Le judaïsme a énormément à nous enseigner sur la manière de traiter le ger (l’étranger) qui vit parmi nous. Les textes de la tradition juive ne sont quasiment jamais utilisés comme point de référence ou d’inspiration qui pourrait permettre aux politiques et faiseurs d’opinion d’Israël et du monde juif d’envisager une orientation juive et un vocabulaire culturellement adapté pour définir une politique d’immigration en bonne et due forme. Ces textes existent pourtant, et demandent à être relus pour répondre aux questions pressantes qui se posent au peuple juif et à la société israélienne dans son rapport à l’étranger.

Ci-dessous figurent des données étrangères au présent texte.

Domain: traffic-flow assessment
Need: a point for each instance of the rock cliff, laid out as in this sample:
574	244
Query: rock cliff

La sensibilité exigée d’un Juif envers le ger trouve le plus souvent sa source dans un rappel, répété dans la Bible, de l’état d’oppression et de précarité extrême dans lequel se trouvaient les Hébreux en terre d’Égypte. Pour le Sefer Hahinukh (Espagne, xiiie siècle), cette sensibilité particulière qui pousse tout juif à faire montre de compassion envers toute personne qui se trouve en dehors de « toute ville de sa terre natale », souligne le sentiment de souffrance qui accompagne tout individu contraint au déracinement et à l’éloignement de sa communauté et des gens qui lui sont familiers. Il est clair pour le Sefer Hahinukh que la compassion continue de Dieu pour le peuple d’Israël ne peut être le résultat que de la compassion exprimée par le peuple juif pour l’étranger qu’il rencontre. Pour le Ramban (commentaire de Shemot 22:20), l’emphase est mise sur l’étranger comme étant un être abaissé dont le « soupir, les cris, les larmes et les regards sont orientés vers Dieu »; Ceci assure que le ger reçoit la pleine attention de Dieu et sa compassion. Dieu, qui a entendu ces mêmes soupirs et vu ces mêmes larmes lorsque les juifs étaient gerim en Égypte, attend des juifs cette même compassion envers les étrangers qui vivent avec eux.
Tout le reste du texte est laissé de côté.